I am 20/30 in my right eye, and 20/80 in my left. ugh. great.
need glasses? definately.
progressive bi-focals. how lovely.
So then he comes at me with the DROPS.
oh, I do NOT want them.
and now he's standing over me, with me turning my head from left to right,
like a child who is being force-fed creamed spinach....
except it was my eyes clenched shut, not my mouth.
"Mrs. Brechlin!" he yells.
"oh...sorry" I meakly say and force myself to keep still.
In go the dreaded drops...
Immediately, I feel a burning, but am quickly told that will go away in a minute or two,
and is completely normal...
("normal? dropping acid in my eyes is NORMAL? "
my warped horror-movie mind is shrieking inside my brain!!!)
ok. now everything has a purple aura and looks 'sparkly'.
"oh how pretty" I say aloud, thinking DR MADMAN had left the dark room...
"What do you see?" I hear from behind me..
startled, I reply, "oh...just ...um colors, and a little bit of haze"

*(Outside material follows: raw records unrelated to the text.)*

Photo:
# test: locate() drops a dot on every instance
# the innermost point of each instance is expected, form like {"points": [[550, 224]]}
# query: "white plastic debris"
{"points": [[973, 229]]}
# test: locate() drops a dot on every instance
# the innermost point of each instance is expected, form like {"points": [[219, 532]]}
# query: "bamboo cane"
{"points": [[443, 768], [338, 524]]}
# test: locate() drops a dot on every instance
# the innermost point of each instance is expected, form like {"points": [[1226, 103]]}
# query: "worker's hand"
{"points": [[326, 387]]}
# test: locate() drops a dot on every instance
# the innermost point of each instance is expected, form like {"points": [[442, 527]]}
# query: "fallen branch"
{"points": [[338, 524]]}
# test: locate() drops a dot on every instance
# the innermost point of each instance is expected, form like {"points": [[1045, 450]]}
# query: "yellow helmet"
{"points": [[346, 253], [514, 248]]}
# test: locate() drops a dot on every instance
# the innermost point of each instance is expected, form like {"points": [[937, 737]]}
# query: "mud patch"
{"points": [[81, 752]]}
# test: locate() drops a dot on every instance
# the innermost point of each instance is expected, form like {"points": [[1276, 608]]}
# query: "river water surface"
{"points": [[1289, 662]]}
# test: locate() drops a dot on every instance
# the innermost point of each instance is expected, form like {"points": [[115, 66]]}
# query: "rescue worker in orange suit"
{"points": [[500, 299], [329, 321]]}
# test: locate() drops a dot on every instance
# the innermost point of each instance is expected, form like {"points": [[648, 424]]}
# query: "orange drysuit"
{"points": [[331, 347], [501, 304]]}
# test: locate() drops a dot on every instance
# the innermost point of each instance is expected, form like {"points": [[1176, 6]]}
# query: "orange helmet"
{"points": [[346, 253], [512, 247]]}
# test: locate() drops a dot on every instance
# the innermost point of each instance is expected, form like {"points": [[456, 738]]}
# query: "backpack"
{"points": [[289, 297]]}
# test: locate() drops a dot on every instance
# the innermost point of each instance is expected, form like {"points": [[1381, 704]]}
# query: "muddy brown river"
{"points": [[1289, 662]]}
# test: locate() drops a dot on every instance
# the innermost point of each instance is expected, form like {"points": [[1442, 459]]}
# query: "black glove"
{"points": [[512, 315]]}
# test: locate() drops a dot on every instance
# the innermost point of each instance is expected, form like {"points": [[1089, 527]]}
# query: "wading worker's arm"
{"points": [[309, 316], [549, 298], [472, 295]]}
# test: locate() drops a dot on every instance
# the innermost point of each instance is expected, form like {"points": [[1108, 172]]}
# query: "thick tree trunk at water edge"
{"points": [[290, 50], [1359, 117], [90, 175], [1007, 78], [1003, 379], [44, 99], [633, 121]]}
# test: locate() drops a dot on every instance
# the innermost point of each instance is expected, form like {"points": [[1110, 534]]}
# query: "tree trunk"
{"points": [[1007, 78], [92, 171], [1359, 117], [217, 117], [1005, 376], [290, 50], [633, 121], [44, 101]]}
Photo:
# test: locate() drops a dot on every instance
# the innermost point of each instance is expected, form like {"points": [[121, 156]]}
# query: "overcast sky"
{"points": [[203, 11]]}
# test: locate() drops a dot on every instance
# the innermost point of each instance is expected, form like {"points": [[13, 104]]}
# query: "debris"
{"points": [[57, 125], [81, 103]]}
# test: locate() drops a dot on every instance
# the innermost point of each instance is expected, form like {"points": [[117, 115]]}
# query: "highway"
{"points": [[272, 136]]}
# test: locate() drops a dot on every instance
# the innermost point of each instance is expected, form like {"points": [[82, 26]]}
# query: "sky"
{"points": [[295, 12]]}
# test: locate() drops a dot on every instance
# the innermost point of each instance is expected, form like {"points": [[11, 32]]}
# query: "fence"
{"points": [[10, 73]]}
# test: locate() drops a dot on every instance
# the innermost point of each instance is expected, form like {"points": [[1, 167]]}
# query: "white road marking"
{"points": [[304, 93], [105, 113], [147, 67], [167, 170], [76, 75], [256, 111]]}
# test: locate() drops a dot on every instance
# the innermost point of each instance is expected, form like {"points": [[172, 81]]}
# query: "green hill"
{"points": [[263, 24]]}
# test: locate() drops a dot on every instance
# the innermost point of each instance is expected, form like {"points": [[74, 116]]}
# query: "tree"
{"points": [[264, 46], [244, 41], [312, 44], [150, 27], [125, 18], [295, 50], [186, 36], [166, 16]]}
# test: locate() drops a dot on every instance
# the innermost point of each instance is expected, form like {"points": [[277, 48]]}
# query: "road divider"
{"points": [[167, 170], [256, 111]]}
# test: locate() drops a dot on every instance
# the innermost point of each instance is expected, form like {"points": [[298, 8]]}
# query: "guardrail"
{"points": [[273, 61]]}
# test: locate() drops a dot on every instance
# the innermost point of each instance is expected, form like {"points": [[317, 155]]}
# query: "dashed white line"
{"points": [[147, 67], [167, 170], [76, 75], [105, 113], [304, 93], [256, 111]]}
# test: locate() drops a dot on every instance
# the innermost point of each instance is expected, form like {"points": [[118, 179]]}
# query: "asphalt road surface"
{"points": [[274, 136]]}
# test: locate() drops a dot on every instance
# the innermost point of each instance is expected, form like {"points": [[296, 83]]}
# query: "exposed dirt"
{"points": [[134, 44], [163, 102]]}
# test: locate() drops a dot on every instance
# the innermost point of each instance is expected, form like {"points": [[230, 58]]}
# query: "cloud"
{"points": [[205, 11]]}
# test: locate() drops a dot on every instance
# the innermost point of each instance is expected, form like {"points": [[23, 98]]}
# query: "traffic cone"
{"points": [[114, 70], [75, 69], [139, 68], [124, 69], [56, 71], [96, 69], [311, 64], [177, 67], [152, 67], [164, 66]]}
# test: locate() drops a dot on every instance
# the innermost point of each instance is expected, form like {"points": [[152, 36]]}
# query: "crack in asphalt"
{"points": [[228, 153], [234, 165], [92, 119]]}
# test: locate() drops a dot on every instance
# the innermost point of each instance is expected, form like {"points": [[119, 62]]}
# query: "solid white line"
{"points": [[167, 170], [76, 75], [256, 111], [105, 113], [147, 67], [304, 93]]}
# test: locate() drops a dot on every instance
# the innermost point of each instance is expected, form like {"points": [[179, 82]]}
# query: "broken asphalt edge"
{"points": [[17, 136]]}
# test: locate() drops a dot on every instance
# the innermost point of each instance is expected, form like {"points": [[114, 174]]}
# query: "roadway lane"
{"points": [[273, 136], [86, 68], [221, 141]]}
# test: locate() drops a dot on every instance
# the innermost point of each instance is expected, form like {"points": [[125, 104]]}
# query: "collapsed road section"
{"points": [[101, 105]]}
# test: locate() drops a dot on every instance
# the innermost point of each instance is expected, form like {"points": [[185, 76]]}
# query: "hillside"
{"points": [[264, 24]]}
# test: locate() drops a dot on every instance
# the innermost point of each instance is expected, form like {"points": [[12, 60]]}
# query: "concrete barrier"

"Good" he says, "now let's give those drops about 15 minutes to work
(WORK????) ...while you pick out your new frames"...
Um...
I can't see at this point.
seriously.
how am I supposed to see to pick out new frames?
so, of course I reach for my cheaters again...
"Nope" says Dr. Dread...
So I'm grasping at the multitude of glasses frames in front of me...
knocked two pair off the display, and finally found a pair...and put them on...
"Those are Men's glasses" the bastard says.
(so why put a blind woman in front of the Men's display?)
now I want to kick him.
Finally, I pick out a pair that I think looks good on me...if that is, in fact, me in the mirror.
what I see staring back at me is a cross between a rabid Raccoon
(no one told me not to wear mascara, thankyouverymuch.)
and a maniacal Owl wearing
dark (can't tell the actual color), plastic glasses.
"Who's that, Clark Kent?" i say, jokingly...
*crickets*
"Anyone there" I say again
*sounds of scuffling and muffled laughter*
I'm convinced that I have now been taped throughout my complete and embarrasing exam...from start to finish...for the shear amusement of Dr. Demento
and his Zombie, Coke-Glass Bottle wearing entourage.
"Oh they look fantastic" says the Blind Receptionist.
"great'...I mustered.
all set. all done. finished.
$337.50 later,
I now have to drive home...
wondering just what kind of glasses I will be picking up in a week's time,
trying to keep my car on the road,
and feeling like a vampire because of the sensitivity to light...
oh, I did get a free gift.
a spiffy pair of cellophane sunglasses that I was supposed to slip
between my cheater glasses and my eyes....
how attractive.
they didn't work for spit.
when I finally got back home, my daughter thought I was on some kind of drug,
and my husband was leading me around the house....
making sure I could navigate around the kitchen to make him supper.
what a saint he is.
by 9:00 pm, my eyes finally were back to normal.
I dropped into bed at 10:00,
and dreamed of horror films all night long....
p.s. the names above have been changed to protect
the high credentials of the medical proffession.